In the rush to acquire and analyze data, it is easy to overlook the topic of data preparation. If data in our Big Data resources (see ) are not well organized, comprehensive, and fully described, then the resources will have no value. The primary purpose of this book is to explain the principles upon which serious Big Data resources are built. All of the data held in Big Data resources must have a form that supports search, retrieval, and analysis. The analytic methods must be available for review, and the analytic results must be available for validation.

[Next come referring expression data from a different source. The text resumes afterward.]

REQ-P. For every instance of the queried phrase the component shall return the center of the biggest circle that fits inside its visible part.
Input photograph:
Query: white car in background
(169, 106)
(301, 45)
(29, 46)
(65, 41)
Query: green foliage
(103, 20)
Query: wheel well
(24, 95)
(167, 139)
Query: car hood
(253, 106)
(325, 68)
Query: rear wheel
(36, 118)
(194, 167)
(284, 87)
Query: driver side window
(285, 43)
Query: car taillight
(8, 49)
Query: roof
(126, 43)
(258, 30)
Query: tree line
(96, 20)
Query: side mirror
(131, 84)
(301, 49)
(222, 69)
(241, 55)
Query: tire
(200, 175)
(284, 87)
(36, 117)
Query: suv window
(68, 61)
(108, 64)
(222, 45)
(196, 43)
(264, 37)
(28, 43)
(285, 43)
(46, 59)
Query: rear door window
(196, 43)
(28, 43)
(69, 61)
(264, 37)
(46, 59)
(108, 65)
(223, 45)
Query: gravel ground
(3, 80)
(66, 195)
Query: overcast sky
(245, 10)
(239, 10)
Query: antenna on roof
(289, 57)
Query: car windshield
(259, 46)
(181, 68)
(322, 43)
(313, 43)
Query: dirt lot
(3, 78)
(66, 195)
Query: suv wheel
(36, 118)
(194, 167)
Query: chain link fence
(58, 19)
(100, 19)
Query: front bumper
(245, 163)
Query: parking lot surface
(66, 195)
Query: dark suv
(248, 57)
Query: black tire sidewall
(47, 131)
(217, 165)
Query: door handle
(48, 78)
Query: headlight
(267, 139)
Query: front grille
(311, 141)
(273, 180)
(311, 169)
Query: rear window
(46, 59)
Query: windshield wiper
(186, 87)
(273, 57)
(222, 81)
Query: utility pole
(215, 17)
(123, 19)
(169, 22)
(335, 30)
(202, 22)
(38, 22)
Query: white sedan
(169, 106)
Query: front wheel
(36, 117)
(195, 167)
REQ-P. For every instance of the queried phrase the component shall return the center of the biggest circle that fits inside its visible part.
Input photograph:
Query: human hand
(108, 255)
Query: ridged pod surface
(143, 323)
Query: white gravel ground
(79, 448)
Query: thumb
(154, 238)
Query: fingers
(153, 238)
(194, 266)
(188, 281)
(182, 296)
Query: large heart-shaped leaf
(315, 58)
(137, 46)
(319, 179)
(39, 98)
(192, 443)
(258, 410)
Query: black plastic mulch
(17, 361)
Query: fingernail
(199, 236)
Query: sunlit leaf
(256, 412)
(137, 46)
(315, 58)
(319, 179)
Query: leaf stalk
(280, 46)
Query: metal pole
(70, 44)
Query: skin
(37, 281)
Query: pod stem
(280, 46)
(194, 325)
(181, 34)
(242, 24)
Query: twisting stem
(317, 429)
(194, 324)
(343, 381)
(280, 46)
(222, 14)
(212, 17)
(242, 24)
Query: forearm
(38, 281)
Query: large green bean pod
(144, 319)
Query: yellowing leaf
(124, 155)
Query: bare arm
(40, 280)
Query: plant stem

Perhaps the greatest potential benefit of Big Data is the ability to link seemingly disparate disciplines, for the purpose of developing and testing hypotheses that cannot be approached within a single knowledge domain. Methods by which analysts can navigate through different Big Data resources to create new, merged data sets are reviewed.
What exactly is Big Data? Big Data can be characterized by the three Vs: volume (large amounts of data), variety (includes different types of data), and velocity (constantly accumulating new data).2 Those of us who have worked on Big Data projects might suggest throwing a few more Vs into the mix: vision (having a purpose and a plan), verification (ensuring that the data conforms to a set of specifications), and validation (checking that its purpose is fulfilled; see ).